In optics, encircled energy is a measure of concentration of energy in an image, or projected laser at a given range. For example, if a single star is brought to its sharpest focus by a lens giving the smallest image possible with that given lens (called a point spread function or PSF), calculation of the encircled energy of the resulting image gives the distribution of energy in that PSF.

Encircled energy is calculated by first determining the total energy of the PSF over the full image plane, then determining the centroid of the PSF. Circles of increasing radius are then created at that centroid and the PSF energy within each circle is calculated and divided by the total energy. As the circle increases in radius, more of the PSF energy is enclosed, until the circle is sufficiently large to completely contain all the PSF energy. The encircled energy curve thus ranges from zero to one.

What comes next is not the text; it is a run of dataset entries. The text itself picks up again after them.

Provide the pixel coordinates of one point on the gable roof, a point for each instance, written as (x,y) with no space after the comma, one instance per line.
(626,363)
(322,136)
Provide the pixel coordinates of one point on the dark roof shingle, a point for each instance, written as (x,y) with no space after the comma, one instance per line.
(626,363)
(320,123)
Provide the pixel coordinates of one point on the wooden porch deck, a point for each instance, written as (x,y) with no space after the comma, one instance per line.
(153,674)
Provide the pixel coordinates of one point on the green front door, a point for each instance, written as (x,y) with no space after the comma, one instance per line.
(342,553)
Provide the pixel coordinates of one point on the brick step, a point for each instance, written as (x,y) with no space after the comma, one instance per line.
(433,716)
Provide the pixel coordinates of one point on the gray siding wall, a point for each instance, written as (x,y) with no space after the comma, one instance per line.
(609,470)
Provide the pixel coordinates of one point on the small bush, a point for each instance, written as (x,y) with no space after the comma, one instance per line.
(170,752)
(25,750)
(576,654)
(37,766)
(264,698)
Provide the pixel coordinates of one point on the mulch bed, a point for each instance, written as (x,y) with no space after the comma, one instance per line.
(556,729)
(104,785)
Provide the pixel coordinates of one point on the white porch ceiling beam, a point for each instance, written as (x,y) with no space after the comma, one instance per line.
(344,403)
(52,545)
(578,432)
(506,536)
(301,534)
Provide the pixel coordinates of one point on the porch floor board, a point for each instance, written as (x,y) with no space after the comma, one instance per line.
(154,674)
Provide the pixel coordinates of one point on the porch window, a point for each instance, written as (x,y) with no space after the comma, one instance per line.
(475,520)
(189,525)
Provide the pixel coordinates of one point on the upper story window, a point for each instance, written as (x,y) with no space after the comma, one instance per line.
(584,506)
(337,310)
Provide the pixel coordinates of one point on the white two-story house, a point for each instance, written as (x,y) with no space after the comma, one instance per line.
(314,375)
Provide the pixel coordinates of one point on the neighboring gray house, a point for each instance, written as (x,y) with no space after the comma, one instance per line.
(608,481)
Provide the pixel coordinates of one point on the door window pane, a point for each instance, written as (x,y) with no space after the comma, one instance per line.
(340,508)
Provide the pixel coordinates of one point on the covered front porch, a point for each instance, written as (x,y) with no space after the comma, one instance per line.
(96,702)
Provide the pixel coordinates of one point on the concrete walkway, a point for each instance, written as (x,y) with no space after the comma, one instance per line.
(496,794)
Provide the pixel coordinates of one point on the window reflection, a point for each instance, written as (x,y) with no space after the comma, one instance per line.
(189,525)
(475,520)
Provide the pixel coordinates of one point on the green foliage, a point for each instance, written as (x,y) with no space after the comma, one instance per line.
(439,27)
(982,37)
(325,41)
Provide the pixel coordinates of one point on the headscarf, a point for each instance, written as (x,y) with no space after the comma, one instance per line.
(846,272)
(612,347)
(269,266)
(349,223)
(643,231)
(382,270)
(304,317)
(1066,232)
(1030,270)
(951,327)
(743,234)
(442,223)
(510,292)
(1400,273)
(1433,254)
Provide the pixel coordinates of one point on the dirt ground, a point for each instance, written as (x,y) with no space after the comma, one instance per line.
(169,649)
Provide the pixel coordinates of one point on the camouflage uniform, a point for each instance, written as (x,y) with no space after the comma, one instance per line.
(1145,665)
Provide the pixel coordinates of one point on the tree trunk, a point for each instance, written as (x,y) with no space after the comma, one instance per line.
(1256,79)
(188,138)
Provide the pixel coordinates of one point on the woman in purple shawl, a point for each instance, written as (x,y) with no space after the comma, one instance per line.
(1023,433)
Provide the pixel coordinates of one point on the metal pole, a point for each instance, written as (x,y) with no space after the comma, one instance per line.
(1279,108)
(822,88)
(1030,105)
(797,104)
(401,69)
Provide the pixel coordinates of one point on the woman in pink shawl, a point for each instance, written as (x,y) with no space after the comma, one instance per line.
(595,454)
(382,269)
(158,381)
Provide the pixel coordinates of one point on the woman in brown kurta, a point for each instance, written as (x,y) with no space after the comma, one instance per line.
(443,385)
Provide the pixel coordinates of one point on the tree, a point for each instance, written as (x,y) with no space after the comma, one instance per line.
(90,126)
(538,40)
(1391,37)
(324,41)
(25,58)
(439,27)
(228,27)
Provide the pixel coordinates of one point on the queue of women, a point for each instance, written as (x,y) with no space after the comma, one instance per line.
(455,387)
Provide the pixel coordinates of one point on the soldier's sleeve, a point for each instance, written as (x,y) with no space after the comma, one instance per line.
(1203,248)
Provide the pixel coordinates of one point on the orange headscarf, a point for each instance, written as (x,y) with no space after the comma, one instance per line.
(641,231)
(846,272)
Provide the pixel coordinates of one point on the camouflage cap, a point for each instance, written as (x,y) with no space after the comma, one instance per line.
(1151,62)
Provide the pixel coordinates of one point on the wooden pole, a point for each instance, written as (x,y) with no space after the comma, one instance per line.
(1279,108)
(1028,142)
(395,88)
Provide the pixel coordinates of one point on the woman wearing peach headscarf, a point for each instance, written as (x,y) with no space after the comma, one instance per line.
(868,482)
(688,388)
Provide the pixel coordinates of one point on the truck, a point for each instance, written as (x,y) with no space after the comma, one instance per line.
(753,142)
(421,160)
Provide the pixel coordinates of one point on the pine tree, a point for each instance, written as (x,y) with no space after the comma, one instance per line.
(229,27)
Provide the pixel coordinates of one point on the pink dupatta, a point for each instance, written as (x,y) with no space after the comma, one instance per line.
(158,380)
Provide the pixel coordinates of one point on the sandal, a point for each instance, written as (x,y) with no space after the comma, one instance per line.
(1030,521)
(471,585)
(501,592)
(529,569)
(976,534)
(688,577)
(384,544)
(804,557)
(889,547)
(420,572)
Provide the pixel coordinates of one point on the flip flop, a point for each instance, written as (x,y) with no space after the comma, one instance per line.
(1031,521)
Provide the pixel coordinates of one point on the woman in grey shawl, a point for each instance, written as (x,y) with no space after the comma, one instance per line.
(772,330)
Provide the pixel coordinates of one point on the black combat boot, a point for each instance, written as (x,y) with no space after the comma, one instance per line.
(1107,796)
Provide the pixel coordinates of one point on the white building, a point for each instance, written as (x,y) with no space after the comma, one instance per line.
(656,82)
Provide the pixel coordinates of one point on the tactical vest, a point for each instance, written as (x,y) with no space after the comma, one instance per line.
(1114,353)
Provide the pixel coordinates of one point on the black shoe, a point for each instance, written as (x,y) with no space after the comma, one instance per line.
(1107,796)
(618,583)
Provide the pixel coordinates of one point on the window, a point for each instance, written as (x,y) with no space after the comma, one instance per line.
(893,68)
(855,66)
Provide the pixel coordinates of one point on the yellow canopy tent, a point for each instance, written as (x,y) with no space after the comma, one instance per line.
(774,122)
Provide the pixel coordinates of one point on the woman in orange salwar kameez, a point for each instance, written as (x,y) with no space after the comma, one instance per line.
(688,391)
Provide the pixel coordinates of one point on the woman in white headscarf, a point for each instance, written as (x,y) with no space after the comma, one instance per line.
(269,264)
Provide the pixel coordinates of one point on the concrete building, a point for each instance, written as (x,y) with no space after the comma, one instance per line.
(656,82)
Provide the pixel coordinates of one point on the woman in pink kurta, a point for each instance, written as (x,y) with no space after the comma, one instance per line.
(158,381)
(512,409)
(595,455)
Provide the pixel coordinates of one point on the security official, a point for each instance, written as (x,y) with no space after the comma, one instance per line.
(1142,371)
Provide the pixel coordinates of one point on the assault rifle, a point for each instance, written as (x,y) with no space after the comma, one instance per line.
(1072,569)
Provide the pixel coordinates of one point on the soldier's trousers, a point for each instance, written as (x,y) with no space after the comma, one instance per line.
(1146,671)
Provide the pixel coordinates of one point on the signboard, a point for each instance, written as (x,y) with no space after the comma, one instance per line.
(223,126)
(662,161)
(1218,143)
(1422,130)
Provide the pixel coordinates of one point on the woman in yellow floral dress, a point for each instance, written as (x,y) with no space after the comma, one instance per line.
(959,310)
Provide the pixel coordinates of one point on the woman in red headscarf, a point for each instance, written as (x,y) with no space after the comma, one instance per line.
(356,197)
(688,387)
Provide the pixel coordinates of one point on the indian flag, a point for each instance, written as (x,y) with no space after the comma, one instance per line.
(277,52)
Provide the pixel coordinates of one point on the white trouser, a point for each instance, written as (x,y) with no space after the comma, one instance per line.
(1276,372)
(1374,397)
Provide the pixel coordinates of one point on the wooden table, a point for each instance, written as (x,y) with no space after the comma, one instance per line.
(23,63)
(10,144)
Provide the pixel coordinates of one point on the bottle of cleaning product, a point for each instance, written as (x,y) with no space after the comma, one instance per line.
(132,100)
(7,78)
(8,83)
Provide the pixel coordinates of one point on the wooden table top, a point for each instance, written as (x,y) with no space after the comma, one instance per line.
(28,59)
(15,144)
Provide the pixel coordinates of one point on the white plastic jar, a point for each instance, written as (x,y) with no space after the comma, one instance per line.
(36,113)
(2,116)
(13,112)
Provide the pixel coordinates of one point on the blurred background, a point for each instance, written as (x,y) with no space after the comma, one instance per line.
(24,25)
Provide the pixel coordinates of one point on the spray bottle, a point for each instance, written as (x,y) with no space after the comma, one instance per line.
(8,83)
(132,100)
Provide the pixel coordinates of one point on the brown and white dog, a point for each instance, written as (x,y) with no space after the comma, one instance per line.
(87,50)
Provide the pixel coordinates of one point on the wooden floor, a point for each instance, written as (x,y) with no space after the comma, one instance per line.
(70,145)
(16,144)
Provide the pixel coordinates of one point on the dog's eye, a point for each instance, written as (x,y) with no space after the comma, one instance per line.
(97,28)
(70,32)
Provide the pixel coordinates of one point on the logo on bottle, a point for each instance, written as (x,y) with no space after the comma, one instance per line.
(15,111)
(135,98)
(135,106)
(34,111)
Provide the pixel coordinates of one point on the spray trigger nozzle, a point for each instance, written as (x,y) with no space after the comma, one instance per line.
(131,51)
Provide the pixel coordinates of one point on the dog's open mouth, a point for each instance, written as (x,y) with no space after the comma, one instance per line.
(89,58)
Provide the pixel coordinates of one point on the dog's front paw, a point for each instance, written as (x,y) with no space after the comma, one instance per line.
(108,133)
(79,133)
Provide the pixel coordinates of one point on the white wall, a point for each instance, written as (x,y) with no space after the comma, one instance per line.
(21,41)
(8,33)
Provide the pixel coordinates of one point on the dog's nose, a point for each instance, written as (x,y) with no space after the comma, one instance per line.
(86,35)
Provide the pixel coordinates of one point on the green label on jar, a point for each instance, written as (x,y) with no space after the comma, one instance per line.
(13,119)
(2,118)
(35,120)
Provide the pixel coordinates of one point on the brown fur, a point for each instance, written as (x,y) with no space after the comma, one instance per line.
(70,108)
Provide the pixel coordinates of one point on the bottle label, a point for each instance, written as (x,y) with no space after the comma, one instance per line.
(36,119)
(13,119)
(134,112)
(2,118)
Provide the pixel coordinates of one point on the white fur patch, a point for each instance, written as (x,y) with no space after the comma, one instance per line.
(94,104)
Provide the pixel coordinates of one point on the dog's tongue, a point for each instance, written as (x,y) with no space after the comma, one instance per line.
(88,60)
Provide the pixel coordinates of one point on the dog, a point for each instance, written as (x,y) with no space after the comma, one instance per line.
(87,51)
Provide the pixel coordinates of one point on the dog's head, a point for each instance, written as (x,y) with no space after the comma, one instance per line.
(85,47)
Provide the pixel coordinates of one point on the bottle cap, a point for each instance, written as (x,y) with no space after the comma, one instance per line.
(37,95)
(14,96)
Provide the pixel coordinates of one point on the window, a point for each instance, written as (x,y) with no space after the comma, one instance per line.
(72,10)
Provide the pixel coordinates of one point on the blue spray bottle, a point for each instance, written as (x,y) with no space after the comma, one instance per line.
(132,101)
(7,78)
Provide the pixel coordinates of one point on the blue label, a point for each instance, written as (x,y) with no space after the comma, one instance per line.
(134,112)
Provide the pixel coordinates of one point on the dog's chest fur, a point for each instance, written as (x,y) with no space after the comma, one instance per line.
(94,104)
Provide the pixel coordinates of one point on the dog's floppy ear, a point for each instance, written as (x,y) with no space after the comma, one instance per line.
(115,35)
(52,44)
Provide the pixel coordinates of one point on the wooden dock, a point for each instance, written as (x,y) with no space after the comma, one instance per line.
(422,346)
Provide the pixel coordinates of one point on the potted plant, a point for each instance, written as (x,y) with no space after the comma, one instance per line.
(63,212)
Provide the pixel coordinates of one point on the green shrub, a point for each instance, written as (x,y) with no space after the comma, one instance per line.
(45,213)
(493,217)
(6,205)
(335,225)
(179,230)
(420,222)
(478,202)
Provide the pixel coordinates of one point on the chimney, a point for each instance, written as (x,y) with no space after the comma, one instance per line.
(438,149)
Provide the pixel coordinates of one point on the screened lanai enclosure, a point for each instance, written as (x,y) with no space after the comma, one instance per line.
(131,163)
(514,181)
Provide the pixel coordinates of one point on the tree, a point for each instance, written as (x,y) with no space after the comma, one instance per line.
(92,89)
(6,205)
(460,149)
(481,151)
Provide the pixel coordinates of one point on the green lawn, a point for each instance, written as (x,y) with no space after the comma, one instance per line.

A typical criterion for encircled energy (EE) is the radius of the PSF at which either 50% or 80% of the energy is encircled. This is a linear dimension, typically in micrometers. When divided by the lens or mirror focal length, this gives the angular size of the PSF, typically expressed in arc-seconds when specifying astronomical optical system performance.

Encircled energy is also used to quantify the spreading of a laser beam at a given distance. All laser beams spread due to the necessarily limited aperture of the optical system projecting the beam. As in star image PSF's, the linear spreading of the beam expressed as encircled energy is divided by the projection distance to give the angular spreading.

An alternative to encircled energy is ensquared energy, typically used when quantifying image sharpness for digital imaging cameras using pixels.